The kabbalists tell us that even King Solomon refers to this portion and to the process of Parah Adumah, the red heifer, that was burnt and used as a purification tool to remove any attachment to the force of death, when he said, “I tried to attain wisdom, but I found it to be far from me.” And what the kabbalists teach is that to be able to see Light where others see darkness, to be able to reveal Light where others experience darkness, is really the entire purpose we are in this world; the entire purpose our soul was put into this physical body was so that we can, throughout life, find those places that are dark, that have concealed Light within them, and reveal them as Light.
Moses was able to do that all the time, even when experiencing death. When he saw the death of Korach, as well as of Aaron’s sons Nadav and Avihu, for example, and others saw darkness, he saw only Light. But most people can’t see that Light, and even King Solomon, who understood that the entire purpose of our lives in this world is to experience and go to those places of darkness and reveal Light, said that it is still work for him, it’s far from him, to be able to see those who are experiencing death and be able to maintain consciousness, to be able to see only Light there.

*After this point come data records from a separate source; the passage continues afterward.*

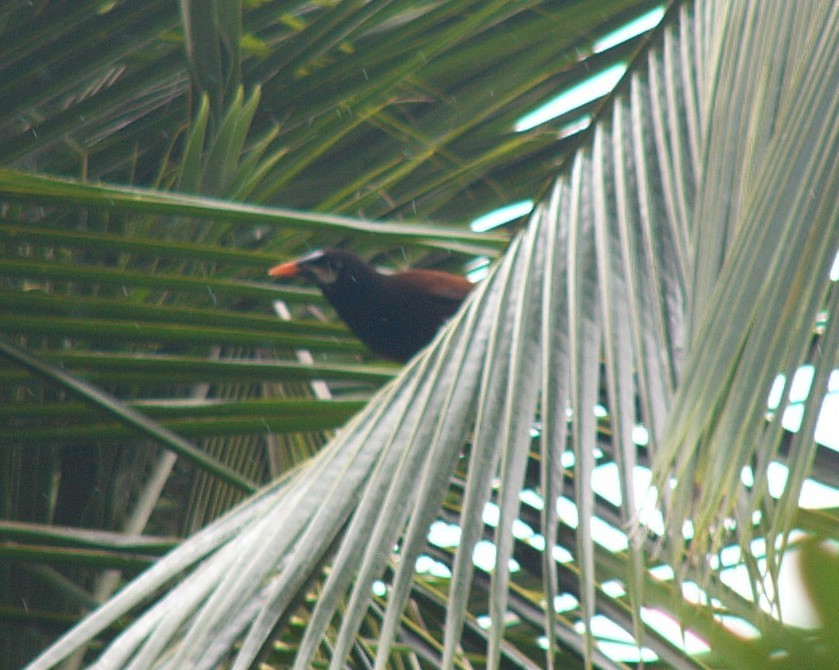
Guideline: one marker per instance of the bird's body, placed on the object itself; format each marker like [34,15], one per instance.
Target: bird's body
[394,315]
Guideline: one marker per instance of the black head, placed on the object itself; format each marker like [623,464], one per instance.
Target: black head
[325,267]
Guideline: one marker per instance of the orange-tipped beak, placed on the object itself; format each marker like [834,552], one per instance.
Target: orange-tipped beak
[290,269]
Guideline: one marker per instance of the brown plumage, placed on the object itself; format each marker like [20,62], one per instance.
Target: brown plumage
[394,315]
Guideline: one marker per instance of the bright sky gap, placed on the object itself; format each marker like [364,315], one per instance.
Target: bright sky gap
[591,89]
[632,29]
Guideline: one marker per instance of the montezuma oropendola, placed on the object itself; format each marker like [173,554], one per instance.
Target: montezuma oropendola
[395,315]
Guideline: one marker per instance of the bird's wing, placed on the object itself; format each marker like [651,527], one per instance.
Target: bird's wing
[434,283]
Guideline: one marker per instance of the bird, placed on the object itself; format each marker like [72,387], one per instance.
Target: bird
[395,315]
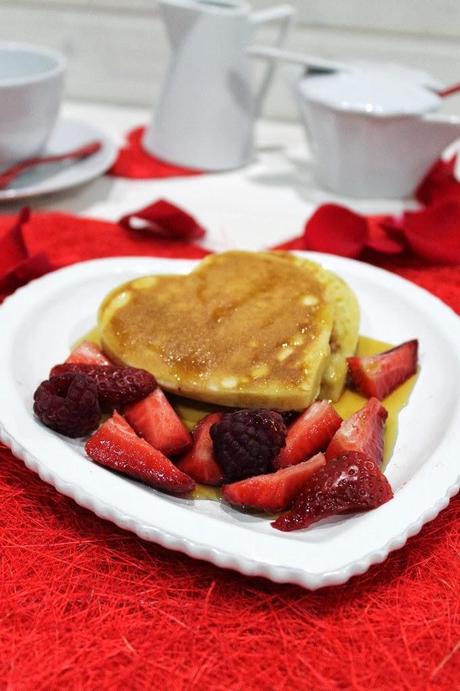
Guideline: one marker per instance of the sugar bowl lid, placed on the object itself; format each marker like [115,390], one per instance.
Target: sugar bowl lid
[370,91]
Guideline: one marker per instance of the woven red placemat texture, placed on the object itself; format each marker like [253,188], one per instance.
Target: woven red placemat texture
[84,605]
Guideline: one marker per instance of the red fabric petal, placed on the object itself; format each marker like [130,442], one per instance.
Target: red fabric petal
[384,235]
[165,220]
[439,184]
[332,229]
[434,233]
[134,162]
[12,249]
[66,239]
[24,271]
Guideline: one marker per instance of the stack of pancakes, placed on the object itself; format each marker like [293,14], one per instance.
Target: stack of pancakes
[244,329]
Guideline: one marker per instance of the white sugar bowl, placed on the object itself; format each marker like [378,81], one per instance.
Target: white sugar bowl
[373,134]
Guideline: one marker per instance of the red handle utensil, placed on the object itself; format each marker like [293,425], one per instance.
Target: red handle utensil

And that’s what Shabbat Chukat is about; it is really the Shabbat when we’re overwhelmed with the force of purification to remove all the attachments that we have brought upon ourselves that manifest as negativity. Ultimately, we want to be on the level of Moses, where no matter what darkness we see, we only see Light. It is a gift of the portion Chukat, the strengthening of our consciousness such that where others might see darkness, we see only the Light that is concealed there.